Cause-Effect: The Generation Gap

    To put it in simple terms, the generation gap-a broad difference between one generation and another, especially between young people and their parents-leads to a problem which is as old as the hills. One may wonder why this problem has been unresolved throughout the ages. There are some reasons for that.


    Psychologists believe that most young people experience conflict during their adolescence. They are neither children anymore nor yet adults, but individuals who are desperately searching for self-identity. As they grow up, they adopt values that differ from those held by their parents, and develop an unfavorable attitude toward the adult world because it symbolizes “the skin they hope to shed away.”

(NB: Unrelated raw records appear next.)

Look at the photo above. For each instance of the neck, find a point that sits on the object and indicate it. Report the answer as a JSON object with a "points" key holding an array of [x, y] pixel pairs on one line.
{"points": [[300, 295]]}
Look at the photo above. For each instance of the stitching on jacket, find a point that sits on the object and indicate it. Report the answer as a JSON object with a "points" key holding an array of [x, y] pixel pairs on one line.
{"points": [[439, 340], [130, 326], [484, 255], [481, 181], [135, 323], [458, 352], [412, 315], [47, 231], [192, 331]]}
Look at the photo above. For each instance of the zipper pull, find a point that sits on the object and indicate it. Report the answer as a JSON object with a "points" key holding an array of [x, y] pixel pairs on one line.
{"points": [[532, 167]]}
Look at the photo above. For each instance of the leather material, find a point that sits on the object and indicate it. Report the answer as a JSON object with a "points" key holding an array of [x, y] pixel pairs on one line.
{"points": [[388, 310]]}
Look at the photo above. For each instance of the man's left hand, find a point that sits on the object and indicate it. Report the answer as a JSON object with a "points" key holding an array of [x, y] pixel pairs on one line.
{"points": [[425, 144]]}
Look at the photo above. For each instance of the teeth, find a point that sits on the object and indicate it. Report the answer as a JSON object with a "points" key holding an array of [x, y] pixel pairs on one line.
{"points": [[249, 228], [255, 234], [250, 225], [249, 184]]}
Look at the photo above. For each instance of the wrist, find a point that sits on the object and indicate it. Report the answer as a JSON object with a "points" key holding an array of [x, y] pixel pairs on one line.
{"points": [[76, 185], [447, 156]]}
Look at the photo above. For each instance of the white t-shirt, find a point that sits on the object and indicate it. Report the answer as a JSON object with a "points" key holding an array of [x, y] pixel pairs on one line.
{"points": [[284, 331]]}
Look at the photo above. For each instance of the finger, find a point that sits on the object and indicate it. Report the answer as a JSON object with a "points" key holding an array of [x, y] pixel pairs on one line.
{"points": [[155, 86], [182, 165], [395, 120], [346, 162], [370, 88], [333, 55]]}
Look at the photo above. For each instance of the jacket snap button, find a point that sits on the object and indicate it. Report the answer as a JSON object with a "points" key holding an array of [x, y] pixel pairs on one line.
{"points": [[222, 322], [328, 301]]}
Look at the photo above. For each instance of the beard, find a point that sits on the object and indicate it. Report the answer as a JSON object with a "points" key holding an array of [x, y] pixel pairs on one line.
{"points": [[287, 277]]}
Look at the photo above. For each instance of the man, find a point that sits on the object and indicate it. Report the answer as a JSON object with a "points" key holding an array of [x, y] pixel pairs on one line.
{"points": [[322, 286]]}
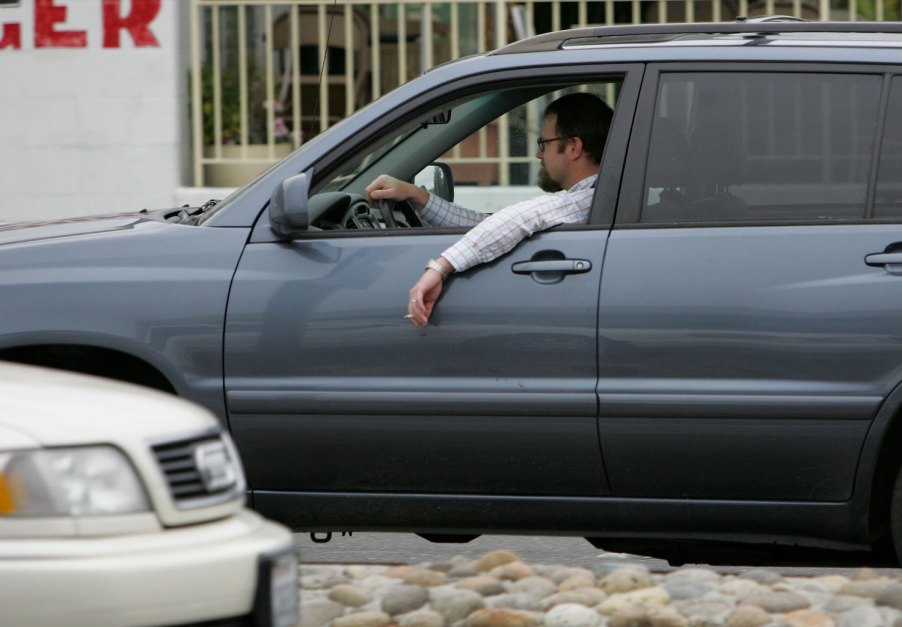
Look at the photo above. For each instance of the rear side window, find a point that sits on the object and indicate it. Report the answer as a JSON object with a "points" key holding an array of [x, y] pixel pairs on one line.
{"points": [[761, 147], [888, 201]]}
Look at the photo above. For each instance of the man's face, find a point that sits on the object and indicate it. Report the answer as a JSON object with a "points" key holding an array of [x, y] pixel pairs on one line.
{"points": [[553, 161]]}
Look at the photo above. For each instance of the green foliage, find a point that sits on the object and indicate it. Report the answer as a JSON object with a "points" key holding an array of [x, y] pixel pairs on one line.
{"points": [[230, 105]]}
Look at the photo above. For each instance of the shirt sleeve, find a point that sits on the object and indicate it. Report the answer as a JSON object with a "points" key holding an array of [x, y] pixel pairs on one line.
{"points": [[440, 212], [500, 232]]}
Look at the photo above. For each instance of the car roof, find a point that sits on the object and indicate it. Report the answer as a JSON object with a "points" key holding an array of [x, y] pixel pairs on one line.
{"points": [[772, 30]]}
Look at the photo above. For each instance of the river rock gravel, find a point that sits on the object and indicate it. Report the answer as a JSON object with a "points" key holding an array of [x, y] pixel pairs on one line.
{"points": [[499, 589]]}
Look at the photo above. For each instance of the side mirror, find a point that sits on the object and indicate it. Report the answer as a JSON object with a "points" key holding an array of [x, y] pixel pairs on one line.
{"points": [[288, 216], [437, 179]]}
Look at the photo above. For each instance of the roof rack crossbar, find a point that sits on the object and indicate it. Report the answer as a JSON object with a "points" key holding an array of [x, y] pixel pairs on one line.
{"points": [[553, 41]]}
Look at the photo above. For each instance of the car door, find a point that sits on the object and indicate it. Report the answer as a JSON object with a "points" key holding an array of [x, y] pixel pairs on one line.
{"points": [[749, 325], [330, 389]]}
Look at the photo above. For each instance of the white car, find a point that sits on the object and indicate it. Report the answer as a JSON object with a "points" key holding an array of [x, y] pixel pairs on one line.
{"points": [[124, 506]]}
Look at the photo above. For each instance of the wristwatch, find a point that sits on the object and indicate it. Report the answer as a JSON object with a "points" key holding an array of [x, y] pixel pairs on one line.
{"points": [[432, 264]]}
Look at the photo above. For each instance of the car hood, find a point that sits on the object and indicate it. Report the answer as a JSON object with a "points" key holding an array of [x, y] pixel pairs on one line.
{"points": [[21, 232], [42, 407]]}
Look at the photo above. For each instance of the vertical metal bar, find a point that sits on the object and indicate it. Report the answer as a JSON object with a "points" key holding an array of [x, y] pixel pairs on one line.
{"points": [[323, 49], [500, 23], [270, 87], [217, 85], [375, 53], [350, 69], [454, 9], [480, 27], [197, 123], [242, 81], [426, 59], [297, 112]]}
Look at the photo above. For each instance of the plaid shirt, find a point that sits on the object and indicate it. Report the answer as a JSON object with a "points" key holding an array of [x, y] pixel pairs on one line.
{"points": [[495, 234]]}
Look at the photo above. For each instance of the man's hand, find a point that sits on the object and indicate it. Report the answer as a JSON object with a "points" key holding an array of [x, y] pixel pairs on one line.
{"points": [[423, 295], [387, 187]]}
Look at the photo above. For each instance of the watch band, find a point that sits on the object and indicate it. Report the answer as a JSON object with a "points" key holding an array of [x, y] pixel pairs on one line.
{"points": [[432, 264]]}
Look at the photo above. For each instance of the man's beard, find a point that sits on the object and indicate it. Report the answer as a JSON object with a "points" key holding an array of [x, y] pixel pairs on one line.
{"points": [[546, 183]]}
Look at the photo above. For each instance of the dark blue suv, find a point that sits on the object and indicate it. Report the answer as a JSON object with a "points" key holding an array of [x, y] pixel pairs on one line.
{"points": [[716, 355]]}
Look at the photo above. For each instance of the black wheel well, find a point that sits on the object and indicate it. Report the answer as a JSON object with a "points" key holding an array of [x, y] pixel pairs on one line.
{"points": [[888, 465], [93, 360]]}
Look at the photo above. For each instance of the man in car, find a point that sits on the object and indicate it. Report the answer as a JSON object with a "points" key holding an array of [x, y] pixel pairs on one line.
{"points": [[578, 125]]}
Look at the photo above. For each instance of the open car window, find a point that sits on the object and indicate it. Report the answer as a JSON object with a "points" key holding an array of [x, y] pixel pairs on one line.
{"points": [[486, 142]]}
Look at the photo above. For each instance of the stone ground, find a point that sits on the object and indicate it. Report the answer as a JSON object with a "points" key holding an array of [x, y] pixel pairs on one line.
{"points": [[500, 589]]}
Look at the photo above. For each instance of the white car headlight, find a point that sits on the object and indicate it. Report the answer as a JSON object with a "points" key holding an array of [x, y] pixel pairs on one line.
{"points": [[82, 481]]}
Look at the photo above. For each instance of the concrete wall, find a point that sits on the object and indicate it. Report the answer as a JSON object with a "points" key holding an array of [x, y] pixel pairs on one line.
{"points": [[93, 107]]}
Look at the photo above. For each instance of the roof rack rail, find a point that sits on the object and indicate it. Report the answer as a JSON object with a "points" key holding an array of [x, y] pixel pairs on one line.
{"points": [[640, 32]]}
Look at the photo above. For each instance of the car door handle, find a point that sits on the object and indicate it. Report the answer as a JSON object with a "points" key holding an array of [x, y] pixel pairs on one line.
{"points": [[564, 266], [892, 262]]}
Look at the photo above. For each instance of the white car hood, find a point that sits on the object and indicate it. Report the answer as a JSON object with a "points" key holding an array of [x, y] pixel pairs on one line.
{"points": [[41, 407]]}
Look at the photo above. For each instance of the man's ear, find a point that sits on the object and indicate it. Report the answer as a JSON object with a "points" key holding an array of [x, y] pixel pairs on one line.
{"points": [[575, 148]]}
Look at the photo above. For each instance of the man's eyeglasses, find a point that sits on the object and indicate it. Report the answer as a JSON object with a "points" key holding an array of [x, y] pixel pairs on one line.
{"points": [[541, 141]]}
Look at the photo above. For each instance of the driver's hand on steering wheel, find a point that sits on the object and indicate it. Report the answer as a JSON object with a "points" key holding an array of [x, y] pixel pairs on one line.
{"points": [[387, 187]]}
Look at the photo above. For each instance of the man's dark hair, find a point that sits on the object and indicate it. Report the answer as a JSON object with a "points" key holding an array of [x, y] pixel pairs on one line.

    Conflicts actually arise because young people feel that they have a right to be independent. They look at parents as “enemies” who do not let them live the way they want to-staying out late, wearing fashionable clothes, or choosing their own friends. What makes things even worse is that teenagers suffer a sense of incapability and rage as they realize that financially they still depend on their parents, and they would not have a nice party or a holiday without their parents’ approval and support.

    The period of adolescence is closely connected to making important life decisions, such as choosing a career path. That is precisely where the trouble lies. Young people are told that they have the world at their feet, that dazzling future opportunities are just waiting to be seized. However, when they finally decide that they want to work, say, as music players instead of majoring in medicine or law, their parents tear out hair and seem to be heartbroken.

    Difficulties in relationships with parents may in certain cause lead to such serious problems as drinking alcohol or taking drugs, refusing to attend school, running away from home, or even turning to violence. In such cases, parental threatening and yelling usually don’t work. It seems that the best way to put matters straight is to take a middle course. Parents should take the initiative to start a calm, serious discussion with their children in which they treat the latter more or less as “partners” in decision-making. They should also keep in mind that if teenagers feel neglected in the most agitated time of their lives, they may lose them altogether.